Biologically Plausible Error-Driven Learning Using Local Activation Differences: The Generalized Recirculation Algorithm

The error backpropagation learning algorithm (BP) is generally considered biologically implausible because it does not use locally available, activation-based variables. A version of BP that can be computed locally using bidirectional activation recirculation (Hinton and McClelland 1988) instead of backpropagated error derivatives is more biologically plausible. This paper presents a generalized version of the recirculation algorithm (GeneRec), which overcomes several limitations of the earlier algorithm by using a generic recurrent network with sigmoidal units that can learn arbitrary input/output mappings. However, the contrastive Hebbian learning algorithm (CHL, also known as DBM or mean field learning) also uses local variables to perform error-driven learning in a sigmoidal recurrent network.
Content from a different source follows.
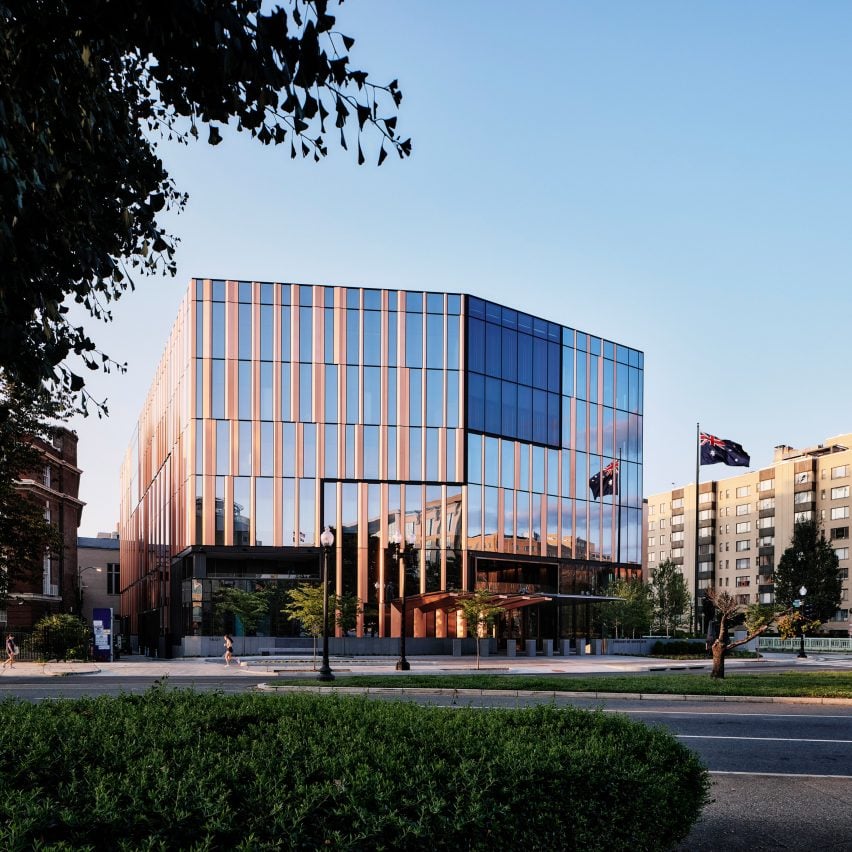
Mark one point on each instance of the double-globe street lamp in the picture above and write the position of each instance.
(402, 553)
(802, 592)
(327, 542)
CHL was derived in a stochastic framework (the Boltzmann machine), but has been extended to the deterministic case in various ways, all of which rely on problematic approximations and assumptions, leading some to conclude that it is fundamentally flawed. This paper shows that CHL can be derived instead from within the BP framework via the GeneRec algorithm. CHL is a symmetry-preserving version of GeneRec that uses a simple approximation to the midpoint or second-order accurate Runge-Kutta method of numerical integration, which explains the generally faster learning speed of CHL compared to BI. Thus, all known fully general error-driven learning algorithms that use local activation-based variables in deterministic networks can be considered variations of the GeneRec algorithm (and indirectly, of the backpropagation algorithm). GeneRec therefore provides a promising framework for thinking about how the brain might perform error-driven learning. To further this goal, an explicit biological mechanism is proposed that would be capable of implementing GeneRec-style learning. This mechanism is consistent with available evidence regarding synaptic modification in neurons in the neocortex and hippocampus, and makes further predictions.